Abstract:
In the modern world, Internet has become a more popular place to seek information. And in Internet, Q&A websites are one of the most promising options available to get questions answered. Since its inception, number of users using these sites and accessing the information available in it has increased dramatically. The reason for this popularity is people trust Q&A sites due to the good content that is available. Nevertheless, due to the freedom that exists to ask questions, these sites have become much more difficult to manage because the same question is being asked again and again. Moreover, it has been a hard time for people looking for answers to get the right answer since the answers are scattered everywhere. However, some sites have introduced methods to close these types of questions and mark them as duplicates but requires it to be done manually by searching for questions. Since the same question can be interpreted in many ways this has not being the best solution so far.

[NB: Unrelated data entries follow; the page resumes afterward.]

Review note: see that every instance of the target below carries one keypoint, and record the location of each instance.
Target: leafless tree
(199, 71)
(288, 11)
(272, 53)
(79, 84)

Also, searching through a large set of questions to identify duplicates will never be easy.
This project presents a portable software library that can be used to identify duplicate questions. The specialty of this library is that it can be incorporated to work as a search engine for any kind of software application. The library is developed with two major components to calculate the semantic similarity. First component uses distributional semantics, which uses a Tfidf matrix and a term co-occurrence matrix. The second component uses WordNet, a lexical ontology database for word sense disambiguation and similarity calculation. The results obtained from the first component is passed on to the second component to do further processing and get more accurate results. Also bigram, a character-based technique is used to manage misspelled words. The uniqueness of this project is that it uses a hybrid approach, both corpus-based and knowledge-based approaches to calculate similarity thus capable of finding documents with both semantically similar and related. The prototype is developed and evaluated with different techniques by using the Stack Overflow’s data dump. Evaluation results show an improvement of accuracy by 15.9% and 16.38% when compared with Apache Solr for recall-rate@5 and recall-rate@10 respectively.